What is a brow lift or browpexy?

One of the problems of longstanding facial paralysis is drooping or descent of the forehead and brow. A brow lift (or forehead lift) will resuspend the forehead in a more natural and symmetric position.  A browpexy is similar in goal to the browlift; however, the technique is different.

The procedures are relatively straightforward and are often combined with other facial procedures such as facelift, eyelid surgery, neck lift, or facial fat grafting. A highly focused consultation is necessary to understand and individualize the results to each patient’s goals.


How is a brow lift or browpexy performed?

Various techniques for lifting the brow currently exist. Frequently, this will include an endoscopic approach, where a small thin camera is used through several small scalp incisions to visualize the area of the forehead. The muscles and tissues underneath the skin are then manipulated and elevated to the desired position where they are anchored. An alternative technique will achieve the same type of elevation through a slightly longer incision within the hair bearing scalp but under direct vision. Each of these approaches has its advantages.

Diagram of endoscopic brow lift to raise the forehead.

A browpexy elevates the brow more directly without extensive dissection of the forehead and scalp.  An elliptical incision is placed over the eyebrow requiring elevation.  The intervening skin is excised and the deep tissue of the eyebrow is anchored in an elevated position with strong sutures.  The amount of skin to be excised is determined prior to surgery with the patient in the upright position.  The eyebrow incision is then closed.

Diagram of browpexy technique in facial paralysis.

What is the recovery from browlift or browpexy?

Following surgery, the head is wrapped with loose bulky dressings to minimize bruising and swelling.
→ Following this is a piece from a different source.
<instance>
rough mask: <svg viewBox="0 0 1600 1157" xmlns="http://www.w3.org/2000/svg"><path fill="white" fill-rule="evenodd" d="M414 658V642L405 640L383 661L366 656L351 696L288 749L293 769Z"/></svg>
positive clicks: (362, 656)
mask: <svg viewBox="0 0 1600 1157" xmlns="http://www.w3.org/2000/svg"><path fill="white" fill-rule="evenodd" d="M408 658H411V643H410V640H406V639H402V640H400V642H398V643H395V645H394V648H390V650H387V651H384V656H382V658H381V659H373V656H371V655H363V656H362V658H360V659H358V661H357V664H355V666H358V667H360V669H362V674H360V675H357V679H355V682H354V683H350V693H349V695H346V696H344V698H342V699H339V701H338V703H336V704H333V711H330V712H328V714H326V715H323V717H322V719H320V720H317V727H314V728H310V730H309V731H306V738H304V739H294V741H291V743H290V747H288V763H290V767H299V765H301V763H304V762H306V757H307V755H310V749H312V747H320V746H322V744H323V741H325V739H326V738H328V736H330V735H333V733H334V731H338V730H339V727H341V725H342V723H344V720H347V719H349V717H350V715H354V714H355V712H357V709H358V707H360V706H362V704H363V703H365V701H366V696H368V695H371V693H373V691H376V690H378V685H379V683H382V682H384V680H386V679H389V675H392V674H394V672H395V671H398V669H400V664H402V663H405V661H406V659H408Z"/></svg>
Infrequently, a small thin tube may be used to release some of the underlying fluid accumulation. This is typically taken out within 24 hours in the doctor’s office. At this point, patients are allowed to shower with shampoo and water. Care is taken not to rub on the forehead or the areas of the incisions within the scalp. Much of the general activity restrictions and return to work instructions are similar to having had a facelift (hyperlink), including avoidance of strenuous activities, exercise, and heavy lifting. Most patients return to work 7 to 14 days following surgery. Pain medication is prescribed ahead of time. Antibiotics may also be used occasionally. Makeup is allowed to conceal any bruising, if it persists. The incisions themselves may sometimes be numb or maintain increased sensitivity for several weeks.


What are the risks and complications of browlift or browpexy?

In men, the eyebrow typically sits at the level of the lowest part of the forehead bone above the eyes. In women, the eyebrow tends to curve upwards slightly above this bone. One of the complications of a brow lift is related to overcorrection, giving an unusual surprised appearance to a woman or a feminizing appearance to a man. An experienced plastic surgeon recognizes this possibility and will pay special attention to positioning the brow at the time of surgery.

Additional risks include the possibility of blood accumulating underneath the skin (hematoma), infection, widened scar, nerve injury to muscles that move the eyebrows and wrinkle the forehead, and mild hair loss along the incisions. Additionally, there may be a need to abandon an endoscopic approach and switch to an open incision technique in rare cases.